Alrighty, here is my first Kingdom Hearts fanfic posted. This isn't Sora/Roxas yaoi. But it will become such if you would like. I'm thinking about continuing, only if I get reviews.
Disclaimer: I don't own Kingdom Hearts or any of it's characters or places. I simply own this fanfiction. If I did own it, however, this would not be here. It would be published, ne? Have fun then!
When You Were There
Written by Devastation-Eve
I wanted to see Roxas. He...was the only one I liked.
I knew I had lost him, somehow. When Sora came to me, eyes so wide and guilty, I felt something course through me. My stomach flipped, my adrenaline rushed, and I clenched my hands to rid myself of the pounding that started in my head. When Sora opened his mouth and spoke my best friend's name, I could have killed him, because I knew soemthing bad was coming.

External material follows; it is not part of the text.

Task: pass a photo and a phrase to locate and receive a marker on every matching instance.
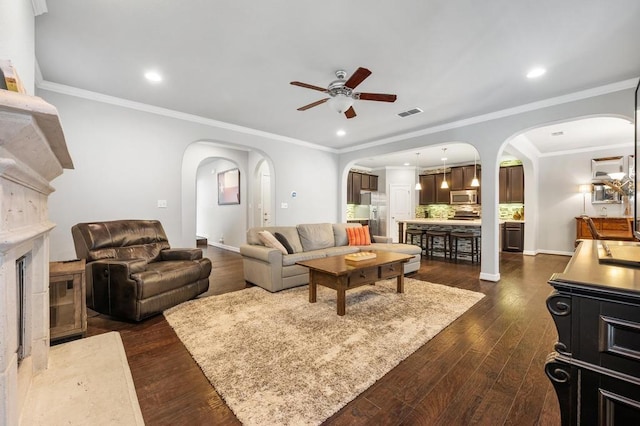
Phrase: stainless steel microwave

"Axel...Axel is gone. I-I'm sorry Roxas...he faded away..." His voice was cracking. I remembered the look of pain in his familiar eyes when I turned away from him. I wouldn't hear anymore. It hurt me; it still does. Because I couldn't feel sadness for my loss, I felt pain. Yet still, after all the times Superior told us we didn't have hearts, of all the times we were manipulated into thinking that we couldn't feel a thing... I chose then to ignore his words the most. And that's when everything flooded. Tears made their way to my eyes, and even when I tried to push them back, they still fell onto my cheeks in a steady river. When Sora put his hand on my shoulder, I slapped it and jerked away from his touch, because I couldn't stand it. I felt his shock, actually running through me. I knew he was just as surprised as I was that I pulled away, and even more when I turned around.

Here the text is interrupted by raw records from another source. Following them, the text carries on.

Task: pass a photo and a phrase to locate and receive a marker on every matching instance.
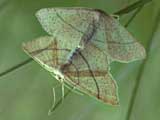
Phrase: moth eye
(59, 78)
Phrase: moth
(81, 45)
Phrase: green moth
(82, 43)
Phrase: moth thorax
(58, 75)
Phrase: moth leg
(54, 101)
(62, 83)
(73, 89)
(116, 17)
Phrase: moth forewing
(83, 43)
(122, 46)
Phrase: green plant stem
(141, 70)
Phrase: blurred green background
(26, 93)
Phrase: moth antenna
(15, 67)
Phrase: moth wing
(47, 51)
(89, 71)
(121, 45)
(66, 23)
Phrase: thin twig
(132, 7)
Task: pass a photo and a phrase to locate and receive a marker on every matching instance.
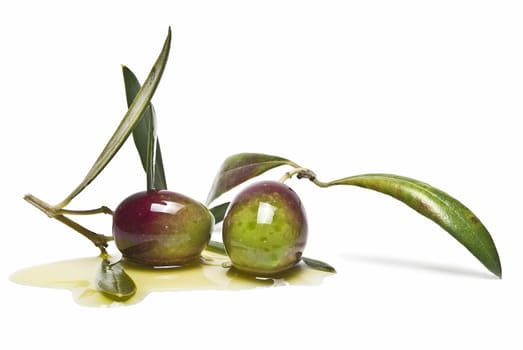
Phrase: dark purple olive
(161, 228)
(265, 229)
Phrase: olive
(161, 228)
(265, 229)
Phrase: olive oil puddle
(78, 276)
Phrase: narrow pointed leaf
(241, 167)
(141, 133)
(438, 206)
(114, 282)
(128, 122)
(219, 212)
(318, 265)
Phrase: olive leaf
(112, 281)
(318, 265)
(219, 212)
(241, 167)
(143, 133)
(438, 206)
(128, 123)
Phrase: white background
(431, 90)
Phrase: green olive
(265, 229)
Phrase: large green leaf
(438, 206)
(142, 134)
(112, 281)
(128, 123)
(241, 167)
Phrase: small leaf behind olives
(141, 132)
(127, 124)
(241, 167)
(114, 282)
(318, 265)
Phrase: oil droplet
(78, 276)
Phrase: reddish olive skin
(161, 228)
(265, 229)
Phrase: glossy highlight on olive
(265, 229)
(161, 228)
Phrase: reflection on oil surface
(78, 276)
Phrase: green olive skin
(161, 228)
(265, 229)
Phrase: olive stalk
(97, 239)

"You-You're crying..?" If possible, his eyes got more wide, less believing. Harshly, I tried to wipe the tears away, scratching myself with my short finger nails and I did so. And I was pulled into a tight embrace by my somebody, causing me to struggle. I pushed him roughly, trying to get away. Sora was the last person I wanted to see. Hayner. I thought Hayner definetly would have helped the situation a lot better than Sora. But he was surprisingly warm, almost like Axel, and instead of making me upset, it comforted me. My struggle ceased, and I leaned against Sora, head resting on the crook of his neck, buried into his skin. He rubbed my back gently, a bit awkwardly at first, then he placed his cheek on my head. I felt his breath on my forehead, making the hair on my neck stand up on end. I was lulled into a dizzy, staring down at the ground with half opened eyes. I wished Axel was there, in the place of Sora, rubbing my back and whispering soothing words to me. He was never one to be cuddly or soothing, but his presence made me feel better, and just by looking at him I knew he was always there for me. After a long moment of sniffling and hiding my face in Sora's shirt, I wrapped my arms delicately around his waist and pulled him closer, recieving a slight gasp from the brunette; but he never let go. Not for a long time.
The sun was setting in Twilight Town, and on the street, Sora still held me. But by then...I was already comforted. Because a new star had appeared in the sky, and a new camp fire roared somewhere in the distance. Soft words were muttered in my ear, the teen speaking them wasn't showing any signs of letting go until I stopped crying. And for that...
I cried until I drifted into a deep sleep. The fiery red-head haunted every minute of it.